Vuoi raccontarmi cosa accadde dopo quella fuga?
Divenni una prostituta. Non ne vado fiera, ma non ho rimpianti.
Non avevo davvero molta scelta. Da lì a diventare una ladra il
passo fu breve. Affinai la mia abilità giorno dopo giorno.
Rubare gioielli è la mia vocazione, credo che il mio destino
fosse segnato.
Nessun senso di colpa?
Nessuno.
Che cosa pensi del tuo acerrimo rivale, Bat-man?
Nutro per lui sentimenti contrastanti. Gli sfuggo, ma a volte
sono tentata di restare. Vorrei imprigionarlo e fargli del male.
Vorrei rinchiuderlo per sempre in una cella sotterranea e gettar
via la chiave. Eppure so con certezza che, se anche riuscissi a
farlo, non potrei allontanarmi da lui a lungo. Resterei a
guardarlo attraverso le sbarre. Attraverso le sbarre della
prigione che io stessa gli ho costruito.
Le tue parole davvero mi sconcertano, giurerei che tu sia
innamorata di lui!
Innamorata? No. Io non posso amare nessuno.
Eppure c’è qualcosa che ti lega a lui, lo avverto da come ne
parli. Davvero senti di poterlo negare?
Lui ha qualcosa di famigliare e sconosciuto allo stesso tempo.
Ha compiuto scelte opposte alle mie eppure non è poi così
diverso da me. Siamo due esseri differenti e non ci incontreremo
mai se non per combattere eppure in qualche modo siamo legati
per sempre: il bene non può esistere senza il male e viceversa…

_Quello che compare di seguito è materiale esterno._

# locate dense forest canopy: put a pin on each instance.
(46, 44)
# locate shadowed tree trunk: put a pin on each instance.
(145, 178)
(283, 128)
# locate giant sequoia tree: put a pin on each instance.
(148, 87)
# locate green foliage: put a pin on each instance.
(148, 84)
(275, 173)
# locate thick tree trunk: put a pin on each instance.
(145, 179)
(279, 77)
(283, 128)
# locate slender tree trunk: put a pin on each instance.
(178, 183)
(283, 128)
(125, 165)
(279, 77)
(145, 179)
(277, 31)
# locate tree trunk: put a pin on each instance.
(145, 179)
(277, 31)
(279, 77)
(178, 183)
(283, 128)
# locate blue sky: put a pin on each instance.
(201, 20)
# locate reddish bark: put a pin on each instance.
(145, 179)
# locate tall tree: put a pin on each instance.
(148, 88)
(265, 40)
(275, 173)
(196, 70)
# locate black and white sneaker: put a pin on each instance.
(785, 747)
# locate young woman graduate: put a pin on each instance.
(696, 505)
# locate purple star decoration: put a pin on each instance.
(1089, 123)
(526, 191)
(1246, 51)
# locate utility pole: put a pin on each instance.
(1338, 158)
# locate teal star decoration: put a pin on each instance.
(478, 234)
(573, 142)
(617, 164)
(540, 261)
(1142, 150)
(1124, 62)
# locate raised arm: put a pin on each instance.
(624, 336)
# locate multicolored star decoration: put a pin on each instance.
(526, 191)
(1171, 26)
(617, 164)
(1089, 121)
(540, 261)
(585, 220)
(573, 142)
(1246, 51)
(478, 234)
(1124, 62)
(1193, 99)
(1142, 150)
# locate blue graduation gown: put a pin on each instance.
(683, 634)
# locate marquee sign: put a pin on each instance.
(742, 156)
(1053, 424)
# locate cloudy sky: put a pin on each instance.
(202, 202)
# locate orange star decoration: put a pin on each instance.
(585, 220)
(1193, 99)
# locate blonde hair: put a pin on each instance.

Questo è il nostro eterno legame.
Mentre rifletto sulla straordinaria ambivalenza dei suoi
sentimenti lei balza in piedi di scatto e in un secondo è già
sul davanzale, poi salta sul tetto e si lascia inghiottire dal
buio dal quale poco prima era sbucata.
Io invece resto seduta lì ancora un po’, a fissare una finestra
spalancata sulla notte, fin quando un miagolio lontano squarcia
il silenzio… Ma forse è solo suggestione.